Este arbusto puede alcanzar más de dos metros de altura. Se distingue por sus flores blancas, un fruto rojo ovoide y hojas lanceoladas, lisas y de color verde brillante. A mediados del siglo XIX, el químico Albert Niemann descubrió cómo extraer de las hojas una sustancia activa que denominó cocaína, lejos de imaginar que tiempo después se convertiría en la más pavorosa industria del terror y la muerte.

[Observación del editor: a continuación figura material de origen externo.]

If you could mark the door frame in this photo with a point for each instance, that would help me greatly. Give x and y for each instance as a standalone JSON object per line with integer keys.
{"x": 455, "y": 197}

La acción de consumir hoja de coca se denomina chacchar o coquear. Primero se hace una pequeña bola con algunas hojas y se coloca en la boca entre el carrillo y las encías. El líquido desprendido por esta bola es el que se ingiere y aporta todas sus propiedades. Para facilitar la obtención del jugo, las hojas se mezclan con la llicta, unión compuesta de cenizas vegetales que actúa como reactor químico para favorecer la salivación. Era común ver a un campesino sacar de la chuspa –la bolsa donde guardaba este producto-, mientras dice a su compañera: “Hermana, masca esta delicia”.

Los encargados de su cosecha eran los mitimaes, poblaciones trasladadas desde otras regiones para tributar al Inca con su trabajo. Estas gentes a veces no se aclimataban al nuevo ambiente y caían víctimas de graves enfermedades endémicas. Juan de Matienzo escribió en 1567 que seis de cada diez morían, afectados principalmente por el “mal de altura”.

El Inca Garcilaso de la Vega, por su parte, recoge el siguiente diálogo entre dos españoles, un caballero y un peón: “¿Por qué comes cuca, como hacen los indios, cosa tan asquerosa y aborrecida por los hispanos?”. A lo que el otro, que llevaba a cuestas a su hija de dos años, replicó: “En verdad, señor, que no la abominaba yo menos que todos ellos, más la necesidad me forzó imitar a los nativos y traerla en la boca; porque, les hago conocer que, si no la llevara me fundiría”.

La hoja de coca fue, por tanto, un arbusto sacratísimo y un bien de prestigio para los incas, y objeto económico entre los conquistadores. Hoy es un hábito y un símbolo; el de la lucha de las culturas andinas por preservar sus tradiciones y su modo de subsistencia. Su consumo es mínimo frente al auge exponencial en la producción, transporte y comercialización como fuente de riqueza frenética, haciendo trizas valores y principios morales. Nada ni nadie ha podido detener la frenética danza de la muerte liderada por la “coca maldita”.